There is a kind of moral rigorism which, while surely absent from our Brother Reginald, often makes his words its own. Pleasure, it seems to say, is a sure sign of wickedness. Where there is enjoyment, there must be a demon crouching in wait in the reeds, under every sweet smelling petal a deadly thorn, behind every moment of playfulness a well-oiled slope sure to send us plummetting to the depths of indulgence. Virtue, on this view, is hard work, and where there is no toil, no sweat, no grief of loss, then surely there can be no merit. Unlike the happy man of Ecclesiasticus, the man who seeks pleasure will have been tested by gold and come off, not safe, but seriously imperilled.

Yet, there is clearly something wrong here. Is the symphony spun from the deepest threads of a muscian's heart less worthy because in composing he finds life most delightful? Should we rather applaud the tortured composer who would rather do anything than harmonize another line, but in grim necessity sets his mind to the task? Is a mother's care for her child less lovely because she finds them delightful? Would we rather have it that she should prefer not to be a mother and love them regardless? Is this what we mean by virtue and merit? Do we imagine, after all, that the Virgin's happy acceptance, her glad Fiat, less worthy of praise, less meritorious, because it filled her with a joy beyond all telling?

Pleasure is, after all, the proper flowering of something rightly done. If we find ourselves distracted by pleasures from doing what we know must be done, surely this is no fault of pleasure itself. The delights of reading a richly textured novel, the pleasures of spending time in the company of a friend who cannot just now return our kindnesses, the thrill of sitting quietly in a dimly lit chapel, even with no petition to make and no message to hear, but to be at prayer with the One who loved us deeped than we will ever know from the gently hardness and pitiless mercy of the Cross — these are, to be sure, acquired tastes, and ones that do not come so readily as sweet chocolate on the tongue or a nice, hot shower. However, it is no good to hope that we will never find such things pleasurable. To be the sort of person who takes no pleasure in the things of God is no longer to be a friend of God. It is, for the sake of a mistaken sense of moral rightness, to have cast oneself willingly outside the sweet, savory feast where God would have us sup.

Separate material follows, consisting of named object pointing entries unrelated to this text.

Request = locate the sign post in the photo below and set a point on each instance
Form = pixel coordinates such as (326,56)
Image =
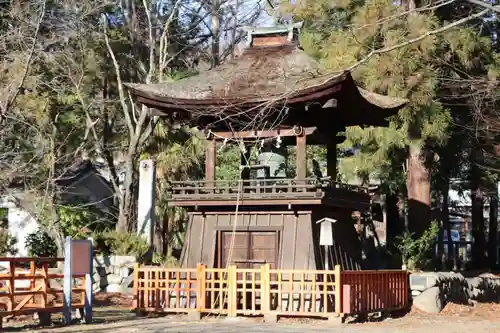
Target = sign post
(146,203)
(68,280)
(78,261)
(326,237)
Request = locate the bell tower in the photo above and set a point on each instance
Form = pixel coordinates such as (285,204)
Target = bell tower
(273,96)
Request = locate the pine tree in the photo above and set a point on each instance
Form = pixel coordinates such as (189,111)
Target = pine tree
(409,72)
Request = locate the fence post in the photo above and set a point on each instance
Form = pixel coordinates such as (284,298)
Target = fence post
(200,287)
(68,281)
(338,290)
(265,288)
(232,291)
(135,287)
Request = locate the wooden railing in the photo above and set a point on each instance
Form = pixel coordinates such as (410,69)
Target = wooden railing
(262,189)
(265,291)
(374,291)
(28,286)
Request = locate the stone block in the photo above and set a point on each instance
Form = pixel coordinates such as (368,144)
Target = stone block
(124,272)
(194,316)
(270,318)
(429,301)
(44,318)
(336,320)
(128,281)
(128,261)
(114,279)
(114,288)
(415,292)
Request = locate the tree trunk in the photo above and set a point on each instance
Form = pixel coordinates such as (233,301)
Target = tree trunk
(126,221)
(419,198)
(493,228)
(478,246)
(447,258)
(215,33)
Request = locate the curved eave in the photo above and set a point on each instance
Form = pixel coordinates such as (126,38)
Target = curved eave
(364,107)
(309,94)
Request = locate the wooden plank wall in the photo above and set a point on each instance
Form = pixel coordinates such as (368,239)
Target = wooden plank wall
(296,243)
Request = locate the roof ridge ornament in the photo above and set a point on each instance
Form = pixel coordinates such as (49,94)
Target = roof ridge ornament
(279,29)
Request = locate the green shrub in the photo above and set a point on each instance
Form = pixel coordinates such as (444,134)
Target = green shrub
(7,243)
(167,261)
(40,244)
(121,243)
(417,252)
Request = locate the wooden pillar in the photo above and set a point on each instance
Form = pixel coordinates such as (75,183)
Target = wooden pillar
(210,158)
(331,161)
(301,158)
(245,161)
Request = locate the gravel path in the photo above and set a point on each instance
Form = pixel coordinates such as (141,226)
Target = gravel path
(408,324)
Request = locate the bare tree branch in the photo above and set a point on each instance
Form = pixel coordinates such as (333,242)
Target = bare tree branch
(417,39)
(12,98)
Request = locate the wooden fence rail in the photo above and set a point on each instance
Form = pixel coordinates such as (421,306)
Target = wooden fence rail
(264,291)
(28,286)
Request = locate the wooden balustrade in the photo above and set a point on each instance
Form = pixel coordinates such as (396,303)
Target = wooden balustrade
(187,192)
(374,291)
(28,286)
(235,291)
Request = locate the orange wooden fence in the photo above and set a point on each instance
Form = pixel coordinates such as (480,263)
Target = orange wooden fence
(29,287)
(234,291)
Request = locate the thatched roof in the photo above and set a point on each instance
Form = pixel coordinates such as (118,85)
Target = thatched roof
(258,75)
(274,76)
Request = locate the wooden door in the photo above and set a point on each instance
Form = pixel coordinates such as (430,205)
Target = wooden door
(249,249)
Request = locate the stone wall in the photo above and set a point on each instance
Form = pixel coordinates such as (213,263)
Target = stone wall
(431,291)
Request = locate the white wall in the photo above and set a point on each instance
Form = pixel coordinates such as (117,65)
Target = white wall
(21,224)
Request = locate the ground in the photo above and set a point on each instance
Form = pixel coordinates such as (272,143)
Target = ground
(111,316)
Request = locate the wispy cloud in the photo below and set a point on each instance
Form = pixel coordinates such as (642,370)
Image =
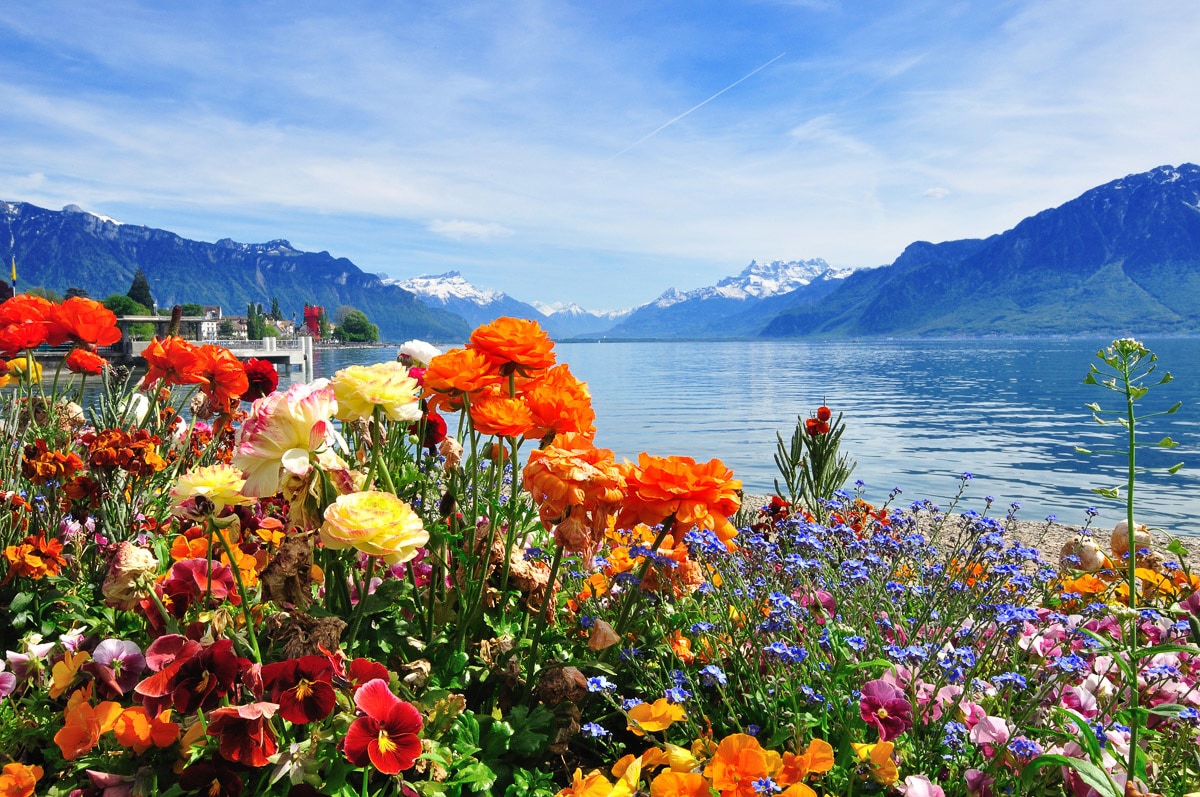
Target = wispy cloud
(430,135)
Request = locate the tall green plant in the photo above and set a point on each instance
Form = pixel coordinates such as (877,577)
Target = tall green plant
(811,465)
(1127,371)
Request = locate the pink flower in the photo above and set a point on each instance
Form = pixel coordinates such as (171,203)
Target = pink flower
(886,707)
(921,786)
(387,735)
(280,433)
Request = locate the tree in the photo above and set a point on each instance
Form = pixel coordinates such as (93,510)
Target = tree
(355,328)
(139,291)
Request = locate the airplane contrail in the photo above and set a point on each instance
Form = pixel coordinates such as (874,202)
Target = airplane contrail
(696,107)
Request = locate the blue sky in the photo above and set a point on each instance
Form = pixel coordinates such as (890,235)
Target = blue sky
(591,151)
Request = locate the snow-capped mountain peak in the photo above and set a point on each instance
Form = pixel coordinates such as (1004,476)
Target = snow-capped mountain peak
(445,287)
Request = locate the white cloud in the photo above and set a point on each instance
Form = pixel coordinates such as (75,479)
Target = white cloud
(463,231)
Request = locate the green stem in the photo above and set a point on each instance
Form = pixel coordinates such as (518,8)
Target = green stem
(634,595)
(543,611)
(245,598)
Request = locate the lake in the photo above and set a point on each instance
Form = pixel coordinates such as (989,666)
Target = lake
(918,413)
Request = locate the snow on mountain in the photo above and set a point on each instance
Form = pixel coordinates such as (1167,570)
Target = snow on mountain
(447,287)
(759,281)
(571,310)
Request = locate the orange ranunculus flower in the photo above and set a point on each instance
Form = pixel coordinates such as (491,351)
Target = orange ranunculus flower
(501,415)
(137,730)
(653,717)
(223,376)
(696,496)
(514,345)
(879,761)
(84,726)
(739,760)
(87,322)
(577,489)
(456,372)
(173,360)
(559,403)
(19,780)
(82,360)
(35,558)
(679,784)
(815,760)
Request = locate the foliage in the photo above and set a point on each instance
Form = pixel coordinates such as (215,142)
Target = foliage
(209,586)
(139,289)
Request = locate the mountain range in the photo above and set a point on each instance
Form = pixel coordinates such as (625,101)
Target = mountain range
(1123,257)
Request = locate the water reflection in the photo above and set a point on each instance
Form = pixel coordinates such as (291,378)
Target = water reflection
(918,414)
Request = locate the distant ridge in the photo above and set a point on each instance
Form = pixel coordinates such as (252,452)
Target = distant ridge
(1121,258)
(71,247)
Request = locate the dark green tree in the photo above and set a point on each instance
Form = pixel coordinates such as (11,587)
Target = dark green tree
(139,291)
(355,328)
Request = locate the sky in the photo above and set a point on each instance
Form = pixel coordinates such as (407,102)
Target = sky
(597,153)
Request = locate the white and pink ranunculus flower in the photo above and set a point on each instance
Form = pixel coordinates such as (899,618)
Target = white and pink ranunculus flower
(281,432)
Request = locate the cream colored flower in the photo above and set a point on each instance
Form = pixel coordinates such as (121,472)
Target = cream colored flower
(418,353)
(130,579)
(221,484)
(387,385)
(377,523)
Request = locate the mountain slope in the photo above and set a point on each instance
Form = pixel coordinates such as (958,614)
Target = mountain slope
(65,249)
(1123,257)
(733,306)
(454,293)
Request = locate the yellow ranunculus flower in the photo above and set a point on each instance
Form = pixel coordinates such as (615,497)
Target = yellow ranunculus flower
(378,523)
(387,385)
(220,483)
(19,367)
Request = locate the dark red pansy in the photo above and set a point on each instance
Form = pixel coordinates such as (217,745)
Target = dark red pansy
(301,687)
(245,732)
(388,735)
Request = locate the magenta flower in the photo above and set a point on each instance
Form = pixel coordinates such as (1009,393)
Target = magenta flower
(886,707)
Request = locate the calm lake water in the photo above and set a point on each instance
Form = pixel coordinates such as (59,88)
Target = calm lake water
(918,413)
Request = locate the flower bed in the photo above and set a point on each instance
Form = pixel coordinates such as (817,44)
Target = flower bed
(214,587)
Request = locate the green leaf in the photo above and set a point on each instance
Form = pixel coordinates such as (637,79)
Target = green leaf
(1090,773)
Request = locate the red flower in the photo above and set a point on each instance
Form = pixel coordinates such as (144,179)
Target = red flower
(245,732)
(210,779)
(815,427)
(387,736)
(301,687)
(223,377)
(82,360)
(173,360)
(85,322)
(196,679)
(263,378)
(886,707)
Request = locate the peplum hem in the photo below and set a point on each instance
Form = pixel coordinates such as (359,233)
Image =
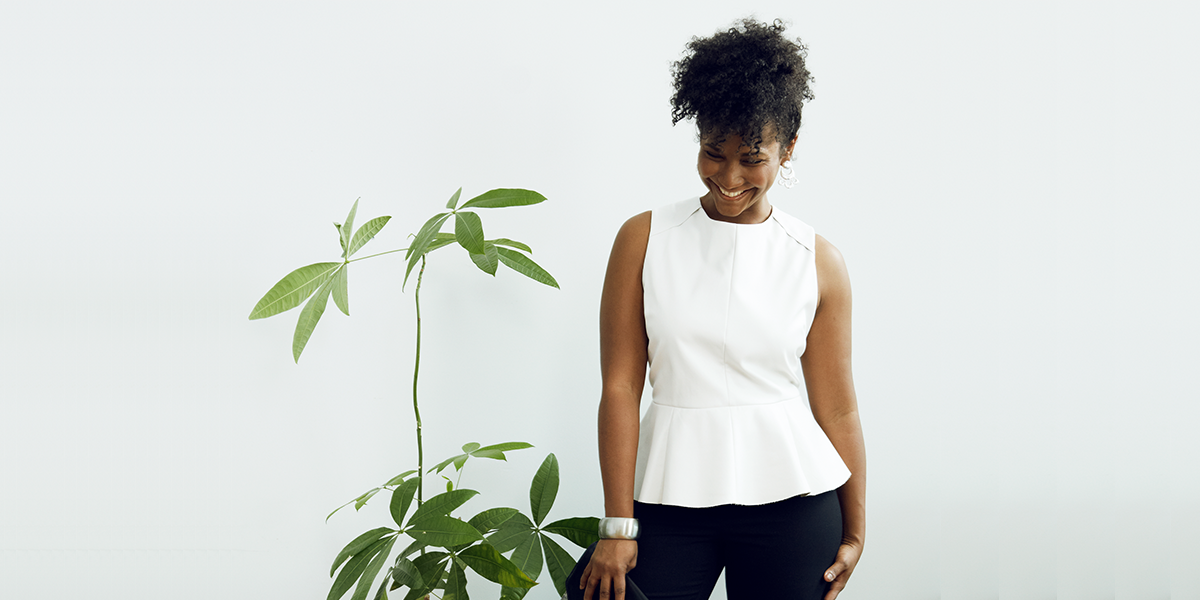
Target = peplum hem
(748,454)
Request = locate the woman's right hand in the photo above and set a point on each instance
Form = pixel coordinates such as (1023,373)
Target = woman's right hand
(604,579)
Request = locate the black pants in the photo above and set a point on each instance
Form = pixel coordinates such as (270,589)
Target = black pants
(769,551)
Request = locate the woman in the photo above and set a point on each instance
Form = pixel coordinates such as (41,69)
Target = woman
(742,463)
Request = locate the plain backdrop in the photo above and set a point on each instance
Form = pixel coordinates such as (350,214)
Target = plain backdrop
(1012,185)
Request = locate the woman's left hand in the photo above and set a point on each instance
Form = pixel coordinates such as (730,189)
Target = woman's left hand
(839,573)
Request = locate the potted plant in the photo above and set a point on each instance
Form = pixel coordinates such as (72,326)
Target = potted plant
(499,544)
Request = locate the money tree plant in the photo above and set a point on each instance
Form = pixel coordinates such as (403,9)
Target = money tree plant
(501,544)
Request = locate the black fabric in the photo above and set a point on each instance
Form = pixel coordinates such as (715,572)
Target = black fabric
(777,551)
(573,581)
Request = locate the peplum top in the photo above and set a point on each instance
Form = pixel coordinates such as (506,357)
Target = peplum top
(727,313)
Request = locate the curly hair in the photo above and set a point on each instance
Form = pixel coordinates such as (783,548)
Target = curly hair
(742,81)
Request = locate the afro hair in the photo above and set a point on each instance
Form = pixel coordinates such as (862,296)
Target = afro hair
(743,81)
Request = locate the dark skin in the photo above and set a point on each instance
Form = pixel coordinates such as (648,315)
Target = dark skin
(738,179)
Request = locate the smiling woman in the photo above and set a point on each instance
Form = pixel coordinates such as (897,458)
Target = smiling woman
(753,441)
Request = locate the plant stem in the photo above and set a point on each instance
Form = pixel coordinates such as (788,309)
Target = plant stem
(379,255)
(417,371)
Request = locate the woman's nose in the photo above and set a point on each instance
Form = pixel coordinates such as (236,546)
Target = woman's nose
(730,177)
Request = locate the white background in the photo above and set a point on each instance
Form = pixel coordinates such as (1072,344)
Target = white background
(1012,184)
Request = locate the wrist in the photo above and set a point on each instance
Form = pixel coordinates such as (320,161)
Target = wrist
(618,528)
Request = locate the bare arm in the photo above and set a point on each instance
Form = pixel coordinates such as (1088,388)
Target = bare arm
(831,387)
(623,357)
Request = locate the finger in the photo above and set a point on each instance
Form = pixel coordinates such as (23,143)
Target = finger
(591,589)
(835,588)
(834,570)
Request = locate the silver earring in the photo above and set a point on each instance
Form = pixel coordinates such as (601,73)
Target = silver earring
(787,174)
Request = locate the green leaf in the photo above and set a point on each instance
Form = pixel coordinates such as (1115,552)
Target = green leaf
(443,465)
(366,233)
(358,544)
(493,567)
(525,265)
(511,533)
(454,199)
(439,240)
(408,550)
(508,445)
(293,289)
(487,262)
(491,519)
(559,563)
(582,532)
(468,229)
(515,244)
(443,531)
(401,498)
(497,450)
(501,198)
(372,571)
(309,318)
(442,504)
(366,496)
(401,478)
(508,593)
(341,295)
(354,569)
(544,489)
(426,234)
(527,556)
(456,583)
(406,574)
(347,228)
(432,568)
(382,594)
(421,241)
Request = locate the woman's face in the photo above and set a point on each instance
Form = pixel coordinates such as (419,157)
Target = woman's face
(738,177)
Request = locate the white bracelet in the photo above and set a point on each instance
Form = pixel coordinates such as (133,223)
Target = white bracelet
(618,528)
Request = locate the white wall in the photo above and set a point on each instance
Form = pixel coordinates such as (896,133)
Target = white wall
(1012,186)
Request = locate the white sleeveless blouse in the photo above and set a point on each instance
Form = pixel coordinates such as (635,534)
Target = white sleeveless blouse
(727,313)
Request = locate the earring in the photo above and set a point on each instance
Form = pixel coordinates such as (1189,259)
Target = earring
(787,174)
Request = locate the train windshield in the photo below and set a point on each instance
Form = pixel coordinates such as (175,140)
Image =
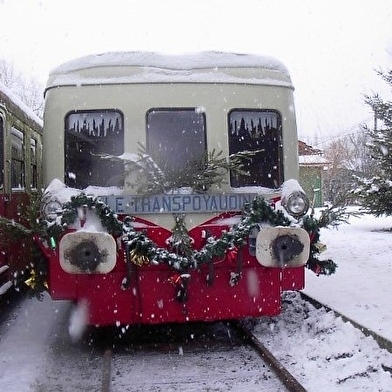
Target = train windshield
(176,140)
(90,135)
(259,131)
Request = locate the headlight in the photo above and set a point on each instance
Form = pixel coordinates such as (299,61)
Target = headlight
(297,204)
(50,209)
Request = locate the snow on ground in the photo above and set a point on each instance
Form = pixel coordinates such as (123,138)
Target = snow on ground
(324,353)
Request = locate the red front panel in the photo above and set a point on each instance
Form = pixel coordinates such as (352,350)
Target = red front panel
(152,298)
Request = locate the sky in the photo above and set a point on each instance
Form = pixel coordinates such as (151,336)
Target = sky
(331,47)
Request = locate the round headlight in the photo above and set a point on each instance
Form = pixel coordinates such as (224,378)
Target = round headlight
(51,208)
(297,204)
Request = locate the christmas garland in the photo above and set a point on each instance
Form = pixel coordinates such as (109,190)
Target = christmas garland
(179,255)
(143,250)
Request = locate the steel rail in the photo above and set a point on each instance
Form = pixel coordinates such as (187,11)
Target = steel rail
(289,381)
(381,341)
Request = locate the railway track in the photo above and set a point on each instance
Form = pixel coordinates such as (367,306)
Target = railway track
(381,341)
(218,343)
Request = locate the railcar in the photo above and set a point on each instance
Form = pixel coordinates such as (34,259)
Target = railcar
(20,177)
(172,191)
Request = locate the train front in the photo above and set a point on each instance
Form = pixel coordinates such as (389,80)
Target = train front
(172,202)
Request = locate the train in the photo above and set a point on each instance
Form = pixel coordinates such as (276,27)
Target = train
(172,189)
(20,178)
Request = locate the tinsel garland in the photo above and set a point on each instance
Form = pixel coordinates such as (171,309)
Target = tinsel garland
(179,256)
(142,248)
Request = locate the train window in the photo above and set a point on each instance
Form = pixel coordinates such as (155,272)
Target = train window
(176,139)
(33,164)
(260,131)
(88,136)
(17,159)
(1,153)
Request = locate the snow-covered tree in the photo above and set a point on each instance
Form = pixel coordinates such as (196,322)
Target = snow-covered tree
(29,90)
(375,192)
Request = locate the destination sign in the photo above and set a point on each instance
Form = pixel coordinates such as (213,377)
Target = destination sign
(178,203)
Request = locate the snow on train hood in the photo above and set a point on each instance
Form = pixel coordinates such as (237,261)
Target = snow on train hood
(149,67)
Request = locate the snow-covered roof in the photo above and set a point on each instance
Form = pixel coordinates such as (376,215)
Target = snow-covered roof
(149,67)
(312,160)
(7,97)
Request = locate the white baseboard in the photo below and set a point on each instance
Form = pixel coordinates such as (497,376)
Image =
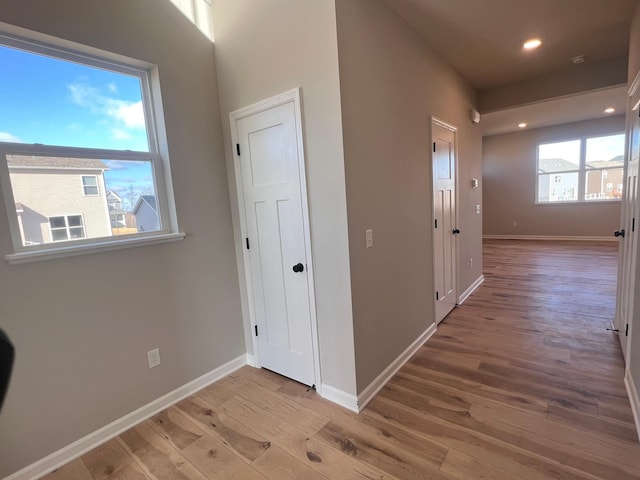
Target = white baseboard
(609,238)
(632,391)
(381,380)
(115,428)
(340,397)
(471,289)
(251,361)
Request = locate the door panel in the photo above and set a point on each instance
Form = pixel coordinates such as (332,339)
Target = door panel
(628,243)
(445,220)
(272,196)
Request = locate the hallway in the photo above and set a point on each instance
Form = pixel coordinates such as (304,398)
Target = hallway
(522,382)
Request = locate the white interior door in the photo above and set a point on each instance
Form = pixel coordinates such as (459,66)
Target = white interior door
(269,157)
(627,231)
(445,218)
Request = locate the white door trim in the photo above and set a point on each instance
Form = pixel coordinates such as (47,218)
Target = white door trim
(291,96)
(452,128)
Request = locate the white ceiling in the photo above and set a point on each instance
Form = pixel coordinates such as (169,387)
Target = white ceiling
(556,111)
(482,39)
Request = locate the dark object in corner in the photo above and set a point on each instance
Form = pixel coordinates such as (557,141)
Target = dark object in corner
(6,364)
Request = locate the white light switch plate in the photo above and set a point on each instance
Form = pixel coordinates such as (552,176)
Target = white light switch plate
(368,235)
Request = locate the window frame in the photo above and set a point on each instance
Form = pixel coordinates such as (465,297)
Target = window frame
(16,37)
(581,171)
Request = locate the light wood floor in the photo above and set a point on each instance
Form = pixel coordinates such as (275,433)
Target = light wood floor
(522,382)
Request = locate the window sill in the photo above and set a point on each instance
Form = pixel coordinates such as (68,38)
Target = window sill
(85,249)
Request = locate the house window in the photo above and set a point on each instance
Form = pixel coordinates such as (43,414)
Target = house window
(66,227)
(90,185)
(584,169)
(91,122)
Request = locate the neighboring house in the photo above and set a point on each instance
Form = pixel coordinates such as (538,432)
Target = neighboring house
(605,179)
(146,213)
(78,209)
(555,184)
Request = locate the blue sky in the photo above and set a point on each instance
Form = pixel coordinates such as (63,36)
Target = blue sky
(54,102)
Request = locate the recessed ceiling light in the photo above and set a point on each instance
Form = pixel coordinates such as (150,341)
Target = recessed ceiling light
(532,44)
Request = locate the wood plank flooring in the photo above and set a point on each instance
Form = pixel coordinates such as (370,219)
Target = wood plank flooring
(522,382)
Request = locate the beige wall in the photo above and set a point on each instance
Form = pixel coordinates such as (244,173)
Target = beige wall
(266,48)
(634,351)
(82,326)
(509,164)
(392,84)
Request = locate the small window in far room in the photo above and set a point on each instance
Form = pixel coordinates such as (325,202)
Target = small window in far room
(581,170)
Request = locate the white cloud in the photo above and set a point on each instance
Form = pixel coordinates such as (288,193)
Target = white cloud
(120,134)
(8,137)
(131,114)
(128,114)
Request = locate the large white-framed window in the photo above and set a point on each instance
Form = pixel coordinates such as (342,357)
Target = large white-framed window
(580,170)
(87,127)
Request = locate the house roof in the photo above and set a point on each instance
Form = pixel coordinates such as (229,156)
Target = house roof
(26,161)
(148,199)
(113,194)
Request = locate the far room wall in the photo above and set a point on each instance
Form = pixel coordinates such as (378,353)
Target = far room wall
(509,177)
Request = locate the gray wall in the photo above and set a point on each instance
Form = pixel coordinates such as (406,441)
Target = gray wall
(509,175)
(391,84)
(82,325)
(266,48)
(634,351)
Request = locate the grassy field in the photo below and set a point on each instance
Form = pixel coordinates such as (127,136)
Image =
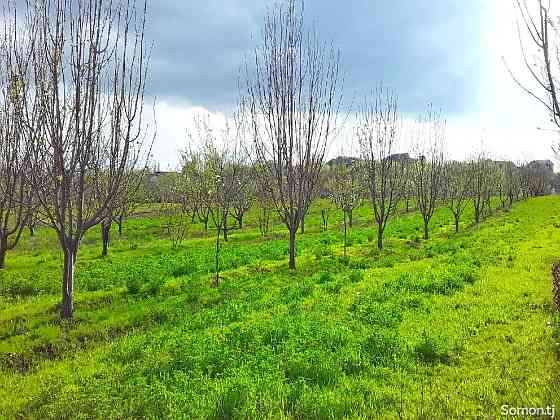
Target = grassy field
(457,325)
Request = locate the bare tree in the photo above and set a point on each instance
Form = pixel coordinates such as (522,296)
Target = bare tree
(244,194)
(512,175)
(293,93)
(378,131)
(221,163)
(458,188)
(15,194)
(481,192)
(345,189)
(542,31)
(264,199)
(90,65)
(428,169)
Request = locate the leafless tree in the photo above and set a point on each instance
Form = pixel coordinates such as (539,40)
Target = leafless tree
(133,195)
(244,193)
(482,188)
(428,170)
(513,182)
(293,93)
(222,160)
(345,189)
(89,67)
(458,188)
(263,194)
(541,29)
(377,132)
(15,194)
(175,209)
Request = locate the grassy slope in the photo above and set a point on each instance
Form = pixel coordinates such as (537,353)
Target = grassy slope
(460,324)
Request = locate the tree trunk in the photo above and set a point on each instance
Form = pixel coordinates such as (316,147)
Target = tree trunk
(3,251)
(292,263)
(68,283)
(345,235)
(218,258)
(105,236)
(225,230)
(119,223)
(477,214)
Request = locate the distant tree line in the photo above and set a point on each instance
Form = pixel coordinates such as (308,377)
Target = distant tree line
(74,142)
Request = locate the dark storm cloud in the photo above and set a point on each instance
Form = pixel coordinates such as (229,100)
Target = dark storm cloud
(429,50)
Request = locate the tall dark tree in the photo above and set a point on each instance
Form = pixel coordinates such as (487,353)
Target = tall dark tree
(293,93)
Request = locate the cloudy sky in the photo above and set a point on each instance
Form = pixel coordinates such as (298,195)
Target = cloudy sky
(445,52)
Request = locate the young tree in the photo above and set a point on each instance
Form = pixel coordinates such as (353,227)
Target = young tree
(457,177)
(15,194)
(222,161)
(512,181)
(537,24)
(378,131)
(244,194)
(428,170)
(481,175)
(345,189)
(89,68)
(293,95)
(265,203)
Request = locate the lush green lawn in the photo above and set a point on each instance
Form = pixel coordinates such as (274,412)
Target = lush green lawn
(456,325)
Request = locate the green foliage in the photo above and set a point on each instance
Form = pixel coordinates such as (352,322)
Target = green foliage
(364,337)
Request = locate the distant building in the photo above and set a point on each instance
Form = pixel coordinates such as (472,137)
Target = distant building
(544,164)
(401,157)
(342,160)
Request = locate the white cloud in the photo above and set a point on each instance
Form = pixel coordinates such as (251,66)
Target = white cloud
(504,118)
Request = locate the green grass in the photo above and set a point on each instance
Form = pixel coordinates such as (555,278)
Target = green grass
(453,326)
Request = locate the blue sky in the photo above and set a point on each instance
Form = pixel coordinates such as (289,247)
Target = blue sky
(447,52)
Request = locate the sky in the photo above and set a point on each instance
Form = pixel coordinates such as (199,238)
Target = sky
(446,52)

Is there merit in enjoying the things of God? This we know for sure. There is no merit is becoming so flinty and hard that the Gospel brings no delight. God redeemed us that we might have life. Do we imagine that, for those whom he has loved, he has intended that life to be dreaded or endured? Dare we hope that, like Blessed Reginald, even in the hardest tasks placed before us, we will find such pleasure in it, we will wonder if there was any merit in it at all?